IF you are just curious i wouldn't recommend you use up your neurological appointment time talking about any topic that isn't of the upmost importance in improving your life quality, focus on resolving-improving your specific MS issues that would help you function better etc and reserve anything else to discussing  topic specific concerns with others in your team eg GP, MS nurse, physio, therapist, MS chapter etc

Keep in mind for you to be diagnosed with MS, the likelihood of MG or something else not being picked up in your test results is very unlikely to be true by now....i personally think you'd be much better off re-focusing your attention on what you know to be true, learn everything you can about MS and avoid getting distracted / curious/ confused / concerned by thoughts of the 'possibility' of there being something else additional to your MS going on.

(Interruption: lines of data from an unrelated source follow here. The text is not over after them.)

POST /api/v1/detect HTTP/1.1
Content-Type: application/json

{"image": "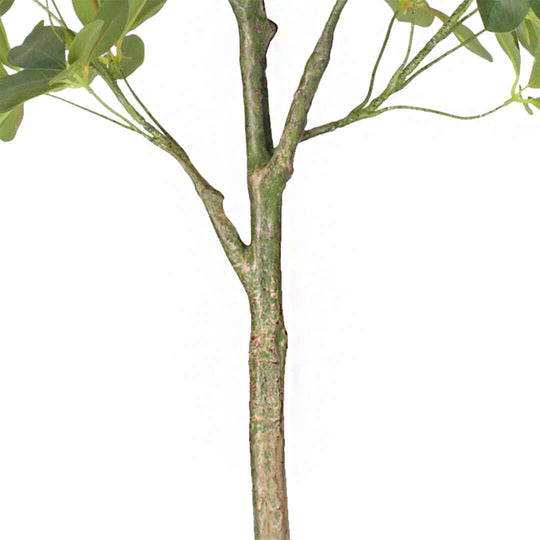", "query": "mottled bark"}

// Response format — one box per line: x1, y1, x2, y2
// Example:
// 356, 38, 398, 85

247, 168, 289, 540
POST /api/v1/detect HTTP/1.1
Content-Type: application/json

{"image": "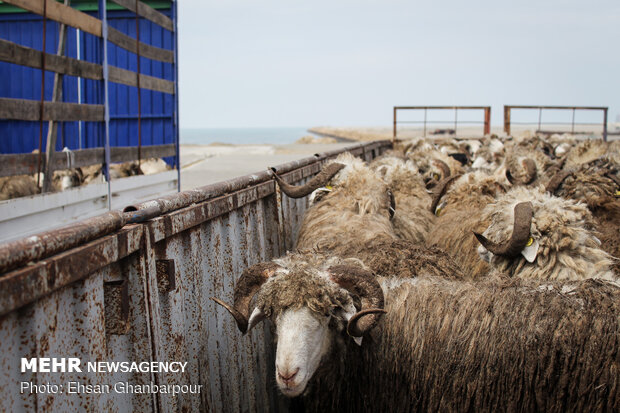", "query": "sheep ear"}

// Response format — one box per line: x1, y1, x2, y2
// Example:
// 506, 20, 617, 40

340, 304, 362, 346
246, 307, 265, 333
521, 240, 538, 263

I am not going to tell you it's impossible because that just isn't true but the more you understand what MS does and doesn't do you will be in a much better position to recognise something that specifically needs to be investigated further...

Hope that helps......JJ

PS if you have anymore questions i think it would be better if you start a new question thread so this one doesn't end up being high jacked to much from this threads creator :D  
What amazing advice!  :-)
I'll definitely take it, vis-à-vis the whole "refocusing" aspect, and I'll also create a new thread for any further inquiries so as not to hijack this thread any more.

You rock,


P.S.- DFTBA is "don't forget to be awesome," which I doubt you will.